Why California’s jobs engine has remained resilient for 50 years

Michael Bernick
Counsel with the international law firm of Duane Morris LLP, a Milken Institute Fellow and former Director of the California Employment Development Department

Labor Day 2017 finds California in the midst of an employment boom that has lasted more than seven years. Since February 2010, the state has gained nearly 2.6 million jobs. How long will this boom last?

As we look over the ups and downs of employment in our state since World War II, we find a tremendous resilience in the face of ongoing job losses through automation, deindustrialization, defense and aerospace cuts, and dot.com busts.
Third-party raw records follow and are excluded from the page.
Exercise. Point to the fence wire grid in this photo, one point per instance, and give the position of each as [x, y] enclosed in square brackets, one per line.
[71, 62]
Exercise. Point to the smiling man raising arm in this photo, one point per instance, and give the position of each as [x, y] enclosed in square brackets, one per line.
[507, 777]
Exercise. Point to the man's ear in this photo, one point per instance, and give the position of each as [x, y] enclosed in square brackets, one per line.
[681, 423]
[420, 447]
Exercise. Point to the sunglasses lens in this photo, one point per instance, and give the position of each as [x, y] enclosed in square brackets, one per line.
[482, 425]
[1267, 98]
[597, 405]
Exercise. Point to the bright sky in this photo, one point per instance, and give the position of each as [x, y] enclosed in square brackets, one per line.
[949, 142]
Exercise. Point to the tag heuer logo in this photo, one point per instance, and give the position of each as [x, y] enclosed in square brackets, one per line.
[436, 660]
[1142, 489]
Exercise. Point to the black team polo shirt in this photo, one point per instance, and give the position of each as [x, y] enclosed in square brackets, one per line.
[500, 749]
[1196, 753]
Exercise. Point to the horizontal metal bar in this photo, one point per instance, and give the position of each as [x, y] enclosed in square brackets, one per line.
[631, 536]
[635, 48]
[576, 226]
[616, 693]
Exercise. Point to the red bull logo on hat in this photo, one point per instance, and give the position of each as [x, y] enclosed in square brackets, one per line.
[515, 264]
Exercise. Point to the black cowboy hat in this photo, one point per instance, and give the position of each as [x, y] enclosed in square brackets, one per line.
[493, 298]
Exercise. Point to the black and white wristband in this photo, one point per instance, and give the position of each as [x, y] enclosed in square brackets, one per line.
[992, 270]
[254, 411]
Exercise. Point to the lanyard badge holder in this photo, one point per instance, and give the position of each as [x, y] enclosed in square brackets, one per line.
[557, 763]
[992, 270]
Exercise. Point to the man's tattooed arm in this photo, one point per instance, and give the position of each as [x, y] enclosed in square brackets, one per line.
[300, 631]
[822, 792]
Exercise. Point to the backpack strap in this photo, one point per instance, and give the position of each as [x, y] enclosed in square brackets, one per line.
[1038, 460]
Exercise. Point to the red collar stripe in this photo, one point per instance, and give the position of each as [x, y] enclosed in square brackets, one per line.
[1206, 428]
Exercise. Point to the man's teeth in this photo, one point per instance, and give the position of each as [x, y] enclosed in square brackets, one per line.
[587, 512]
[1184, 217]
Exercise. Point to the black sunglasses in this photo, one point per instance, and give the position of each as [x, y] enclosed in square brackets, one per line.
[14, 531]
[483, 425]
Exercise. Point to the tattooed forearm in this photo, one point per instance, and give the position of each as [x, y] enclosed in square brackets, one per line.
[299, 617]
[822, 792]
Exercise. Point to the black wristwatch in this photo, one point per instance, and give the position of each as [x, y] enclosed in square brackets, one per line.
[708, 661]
Though numerous factors are responsible for this resilience, on this Labor Day we might single out the state’s entrepreneurial culture and ability to bring more and more Californians as stakeholders into the free-market economy.

Let’s start with the numbers. Since World War II, California has had four lengthy periods of employment growth, including the current one now in its 89th month. The longest period occurred in the 1960s, totaling 113 months, and there were growth periods of 91 months in the 1980s and 92 months in the 1990s.

In each of these growth periods, the job losses, when they came, started slowly and were largely unanticipated — no dramatic event triggered them. In June, California saw a loss of 3,200 jobs, and California economists expected that we could be entering a period of job contraction. But in July, the economy rebounded with an addition of 82,600 jobs — a third of the jobs added nationwide. We’ll know better in the next two to three months as new job numbers come in but, based on the previous post-World War II expansions, this expansion could well continue for some time.

Will this hold true for a changing economy? A number of prominent entrepreneurs in 2017, including Elon Musk, Mark Zuckerberg, Richard Branson and Stewart Butterfield have raised the specter of technology eliminating jobs (and the accompanying role of a universal basic income to offset those job losses). That automation and technology will lead to high unemployment is by no means a new concern in California. Throughout all of the state’s growth periods, policymakers and commentators in the state have warned of large-scale job losses.